From http://www.pgpool.net/docs/pgpool-II-3.5.4/doc/pgpool-en.html:
For a query to be load balanced, all the following requirements must be met:
PostgreSQL version 7.4 or later,
either in replication mode or master slave mode ...
There's more, but in your config both replication mode and master slave are disabled. From your description, the easiest is probably to enable master-slave mode.
Also probably ought to enable the connection cache (one of the main points of pgpool) by setting "connection_cache = on".

pgppol2 sends write to both master and slave

I have in issue with pgpool2 and cannot figure out why!!!! my setup is as follows:
singe pgpool to do LB for me
master slave postgress
The issue is as follows, when i send read queries via the pgpool everything is fine, load get distributed between and master and salve.
but when im doing a query that writes to the database the pgpool again uses both slave and master and it yeilds error on queries sent to slave.
I have installed 96 on centos.
#------------------------------------------------------------------------------
# CONNECTIONS
#------------------------------------------------------------------------------
# - pgpool Connection Settings -
listen_addresses = '*'
# Host name or IP address to listen on:
# '*' for all, '' for no TCP/IP connections
# (change requires restart)
port = 5432
# Port number
# (change requires restart)
socket_dir = '/tmp'
# Unix domain socket path
# The Debian package defaults to
# /var/run/postgresql
# (change requires restart)
# - pgpool Communication Manager Connection Settings -
pcp_listen_addresses = '*'
# Host name or IP address for pcp process to listen on:
# '*' for all, '' for no TCP/IP connections
# (change requires restart)
pcp_port = 9898
# Port number for pcp
# (change requires restart)
pcp_socket_dir = '/tmp'
# Unix domain socket path for pcp
# The Debian package defaults to
# /var/run/postgresql
# (change requires restart)
listen_backlog_multiplier = 2
# Set the backlog parameter of listen(2) to
# num_init_children * listen_backlog_multiplier.
# (change requires restart)
serialize_accept = off
# whether to serialize accept() call to avoid thundering herd problem
# (change requires restart)
# - Backend Connection Settings -
backend_hostname0 = 'pgdb1'
# Host name or IP address to connect to for backend 0
backend_port0 = 5432
# Port number for backend 0
backend_weight0 = 1
# Weight for backend 0 (only in load balancing mode)

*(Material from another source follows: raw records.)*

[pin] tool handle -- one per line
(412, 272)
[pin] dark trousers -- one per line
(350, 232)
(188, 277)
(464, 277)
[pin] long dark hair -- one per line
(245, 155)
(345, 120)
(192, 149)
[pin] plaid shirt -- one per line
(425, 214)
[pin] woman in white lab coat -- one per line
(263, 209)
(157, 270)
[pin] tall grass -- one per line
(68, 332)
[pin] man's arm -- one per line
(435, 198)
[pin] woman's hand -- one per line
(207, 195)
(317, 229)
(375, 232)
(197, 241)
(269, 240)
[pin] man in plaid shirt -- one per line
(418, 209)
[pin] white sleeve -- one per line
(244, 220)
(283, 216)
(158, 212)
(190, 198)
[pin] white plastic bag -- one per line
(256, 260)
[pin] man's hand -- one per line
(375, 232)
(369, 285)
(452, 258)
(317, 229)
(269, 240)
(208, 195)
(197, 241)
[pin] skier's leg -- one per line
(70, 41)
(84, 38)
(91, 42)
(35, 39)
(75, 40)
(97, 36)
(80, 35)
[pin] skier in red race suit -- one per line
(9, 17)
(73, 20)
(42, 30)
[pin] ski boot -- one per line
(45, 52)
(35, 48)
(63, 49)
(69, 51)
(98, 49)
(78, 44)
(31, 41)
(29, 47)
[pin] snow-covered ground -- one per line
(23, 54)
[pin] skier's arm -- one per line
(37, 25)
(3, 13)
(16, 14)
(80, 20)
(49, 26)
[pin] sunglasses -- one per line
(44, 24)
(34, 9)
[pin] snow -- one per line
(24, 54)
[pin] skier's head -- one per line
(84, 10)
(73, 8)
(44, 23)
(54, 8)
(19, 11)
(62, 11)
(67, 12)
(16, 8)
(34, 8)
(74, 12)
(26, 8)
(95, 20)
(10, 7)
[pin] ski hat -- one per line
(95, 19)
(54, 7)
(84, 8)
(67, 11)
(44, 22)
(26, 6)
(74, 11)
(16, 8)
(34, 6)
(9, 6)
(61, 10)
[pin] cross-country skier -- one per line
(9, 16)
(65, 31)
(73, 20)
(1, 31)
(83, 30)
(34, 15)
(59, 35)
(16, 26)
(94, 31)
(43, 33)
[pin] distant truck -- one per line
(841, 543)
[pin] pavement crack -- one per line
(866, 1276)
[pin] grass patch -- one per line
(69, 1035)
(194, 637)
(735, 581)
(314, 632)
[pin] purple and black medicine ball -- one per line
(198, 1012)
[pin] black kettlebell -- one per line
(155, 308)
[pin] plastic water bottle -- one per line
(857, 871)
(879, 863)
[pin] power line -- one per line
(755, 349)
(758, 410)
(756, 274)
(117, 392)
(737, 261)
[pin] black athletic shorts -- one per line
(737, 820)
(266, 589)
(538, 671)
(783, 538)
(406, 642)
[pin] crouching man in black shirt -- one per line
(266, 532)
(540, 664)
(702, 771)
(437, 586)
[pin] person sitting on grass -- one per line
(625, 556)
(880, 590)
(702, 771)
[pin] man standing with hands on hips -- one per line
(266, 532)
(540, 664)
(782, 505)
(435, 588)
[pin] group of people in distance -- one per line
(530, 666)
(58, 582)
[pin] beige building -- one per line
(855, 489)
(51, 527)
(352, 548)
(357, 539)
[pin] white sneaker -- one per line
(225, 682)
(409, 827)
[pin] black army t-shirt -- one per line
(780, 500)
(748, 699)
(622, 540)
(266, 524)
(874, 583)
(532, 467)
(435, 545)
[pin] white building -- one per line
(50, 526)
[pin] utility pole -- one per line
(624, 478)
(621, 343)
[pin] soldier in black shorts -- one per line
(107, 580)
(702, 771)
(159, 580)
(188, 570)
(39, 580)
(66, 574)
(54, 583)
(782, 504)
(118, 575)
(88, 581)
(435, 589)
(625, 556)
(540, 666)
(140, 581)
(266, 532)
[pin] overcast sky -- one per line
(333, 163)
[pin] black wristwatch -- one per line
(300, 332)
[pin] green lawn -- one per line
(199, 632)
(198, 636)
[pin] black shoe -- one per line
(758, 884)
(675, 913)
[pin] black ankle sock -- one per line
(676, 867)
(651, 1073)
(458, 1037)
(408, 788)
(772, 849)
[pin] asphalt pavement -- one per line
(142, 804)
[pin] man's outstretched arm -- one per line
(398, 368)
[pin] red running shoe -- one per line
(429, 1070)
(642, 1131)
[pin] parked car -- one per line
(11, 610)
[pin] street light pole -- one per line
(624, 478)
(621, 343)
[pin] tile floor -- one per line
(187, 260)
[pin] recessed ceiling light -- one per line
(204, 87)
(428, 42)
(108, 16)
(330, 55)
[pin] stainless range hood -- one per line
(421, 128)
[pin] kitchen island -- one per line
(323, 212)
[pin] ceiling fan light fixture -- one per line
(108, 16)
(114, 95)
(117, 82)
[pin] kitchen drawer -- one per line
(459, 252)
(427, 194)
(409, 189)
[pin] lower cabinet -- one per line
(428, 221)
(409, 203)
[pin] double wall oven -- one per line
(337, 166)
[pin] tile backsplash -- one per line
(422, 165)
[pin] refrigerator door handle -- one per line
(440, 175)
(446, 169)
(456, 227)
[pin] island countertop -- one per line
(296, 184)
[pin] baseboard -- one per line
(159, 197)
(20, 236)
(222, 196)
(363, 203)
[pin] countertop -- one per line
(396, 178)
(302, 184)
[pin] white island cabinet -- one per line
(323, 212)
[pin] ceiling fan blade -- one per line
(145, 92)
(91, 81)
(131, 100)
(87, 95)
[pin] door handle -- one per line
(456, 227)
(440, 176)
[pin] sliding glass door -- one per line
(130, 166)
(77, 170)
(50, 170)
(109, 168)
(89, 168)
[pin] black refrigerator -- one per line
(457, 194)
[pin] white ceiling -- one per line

backend_data_directory0 = '/var/lib/pgsql/9.5/data'
# Data directory for backend 0
backend_flag0 = 'ALLOW_TO_FAILOVER'
# Controls various backend behavior
# ALLOW_TO_FAILOVER or DISALLOW_TO_FAILOVER
backend_hostname1 = 'pgdb2'
backend_port1 = 5432
backend_weight1 = 1
backend_data_directory1 = '/var/lib/pgsql/9.5/data'
backend_flag1 = 'ALLOW_TO_FAILOVER'
# - Authentication -
enable_pool_hba = on
# Use pool_hba.conf for client authentication
pool_passwd = 'pool_passwd'
# File name of pool_passwd for md5 authentication.
# "" disables pool_passwd.
# (change requires restart)
authentication_timeout = 60
# Delay in seconds to complete client authentication
# 0 means no timeout.
# - SSL Connections -
ssl = off
# Enable SSL support
# (change requires restart)
#ssl_key = './server.key'
# Path to the SSL private key file
# (change requires restart)
#ssl_cert = './server.cert'
# Path to the SSL public certificate file
# (change requires restart)
#ssl_ca_cert = ''
# Path to a single PEM format file
# containing CA root certificate(s)
# (change requires restart)
#ssl_ca_cert_dir = ''
# Directory containing CA root certificate(s)
# (change requires restart)
#------------------------------------------------------------------------------
# POOLS
#------------------------------------------------------------------------------
# - Concurrent session and pool size -
num_init_children = 32
# Number of concurrent sessions allowed
# (change requires restart)
max_pool = 4
# Number of connection pool caches per connection
# (change requires restart)
# - Life time -
child_life_time = 300
# Pool exits after being idle for this many seconds
child_max_connections = 0
# Pool exits after receiving that many connections
# 0 means no exit
connection_life_time = 0
# Connection to backend closes after being idle for this many seconds
# 0 means no close
client_idle_limit = 0
# Client is disconnected after being idle for that many seconds
# (even inside an explicit transactions!)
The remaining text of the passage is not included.